Quando viu aquela, de paredes verde pálido e cantarias brancas, comprou-a. Entalava- se numa rua estreita de Lisboa; silenciosa, de calçada velha, baça e desnivelada, beatas velhas no chão e velhas beatas à janela, estranhamente parecidas.
O agente imobiliário vomitava dados irrelevantes enquanto ele procurava a luz no céu, apertado entre telhados. Viu-a escapar-se por uma nesga entre chaminés e antenas antiquadas e mergulhar num ângulo impossível pelas janelas de sacada.
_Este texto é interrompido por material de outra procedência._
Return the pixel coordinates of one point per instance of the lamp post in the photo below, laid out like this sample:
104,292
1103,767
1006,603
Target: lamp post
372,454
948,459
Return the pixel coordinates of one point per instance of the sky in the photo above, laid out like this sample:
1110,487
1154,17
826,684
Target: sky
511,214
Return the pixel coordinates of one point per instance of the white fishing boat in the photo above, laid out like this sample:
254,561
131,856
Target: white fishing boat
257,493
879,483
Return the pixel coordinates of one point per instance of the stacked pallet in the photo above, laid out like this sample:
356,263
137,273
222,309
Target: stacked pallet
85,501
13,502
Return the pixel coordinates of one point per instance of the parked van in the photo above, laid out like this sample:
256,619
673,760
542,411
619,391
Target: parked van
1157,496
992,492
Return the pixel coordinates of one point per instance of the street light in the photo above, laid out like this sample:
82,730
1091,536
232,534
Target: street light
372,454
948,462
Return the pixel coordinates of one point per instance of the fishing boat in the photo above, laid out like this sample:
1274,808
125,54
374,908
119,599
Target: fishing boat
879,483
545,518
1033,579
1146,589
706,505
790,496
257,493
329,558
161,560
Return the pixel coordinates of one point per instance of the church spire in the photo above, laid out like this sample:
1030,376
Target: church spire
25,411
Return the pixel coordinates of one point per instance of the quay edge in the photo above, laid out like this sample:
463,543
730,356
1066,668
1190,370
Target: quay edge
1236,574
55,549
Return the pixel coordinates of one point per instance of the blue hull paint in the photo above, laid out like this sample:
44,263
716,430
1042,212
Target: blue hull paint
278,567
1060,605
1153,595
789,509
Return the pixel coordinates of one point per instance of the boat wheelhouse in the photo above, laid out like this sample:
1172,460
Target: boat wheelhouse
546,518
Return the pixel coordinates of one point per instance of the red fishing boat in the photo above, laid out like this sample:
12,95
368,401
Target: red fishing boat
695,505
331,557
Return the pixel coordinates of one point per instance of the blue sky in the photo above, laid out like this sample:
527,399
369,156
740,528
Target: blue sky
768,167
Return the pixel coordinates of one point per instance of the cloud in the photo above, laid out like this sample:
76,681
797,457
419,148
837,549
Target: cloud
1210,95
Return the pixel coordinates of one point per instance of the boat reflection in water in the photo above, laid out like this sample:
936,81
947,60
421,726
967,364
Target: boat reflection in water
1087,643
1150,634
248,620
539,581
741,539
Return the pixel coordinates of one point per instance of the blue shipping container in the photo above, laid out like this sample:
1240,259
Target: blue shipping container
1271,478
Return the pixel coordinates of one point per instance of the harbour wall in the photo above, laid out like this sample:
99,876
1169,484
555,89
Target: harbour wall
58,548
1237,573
Correu para o interior e viu-a comovido espalhando-se pela madeira do chão, quase líquida; quase via a madeira amolecer e contorcer-se de prazer.
Comprou-a.
(Comprei-a).
Os caixilhos são de madeira, rangem abrindo e agradecem quando as fecham e os vidros tilintam, finos mas não frágeis, soltos nas armaduras.
As ombreiras das portas já há muito que não são nem paralelas nem perpendiculares a nada. Ajeitaram-se à posição que mais conforto lhes dá e ali ficaram, tortas, descansadas, verdadeiras.
Nunca tinha realmente visto verdade nas casas que desenhara e agora aquela, ali, de paredes verde pálido e cantarias brancas, era a mais verdadeira de todas.
Coisas que o tempo dá, pensou.
Sentou-se numa cadeira e recebeu a luz no regaço. Era sua. Não para si mas sua.
Não a desenhou. Comprou-a.
Abriu uma residência de estudantes.
O primeiro hóspede bateu à porta e ele, com o cuidado de um pai que não quer acordar o filho, fez uma concha com as mãos e segurou-a, a luz, levantou-se e poisou-a na cadeira. Ficou, amolecida, amolecendo.
O primeiro hóspede, pensou, olhando o feixe de luz e a cadeira iluminada e adormecida pelo calor.
Abriu a porta. Começou.
Conheceu a luz, depois os hóspedes e então conheceu a casa. Como se ela se apresentasse ali, naquele momento, iluminada e cheia, útil, cheia de propósito. Verdadeira. Nunca mais desenhara. Era então arquitecto. E empreendedor. Mas, acima de tudo, arquitecto.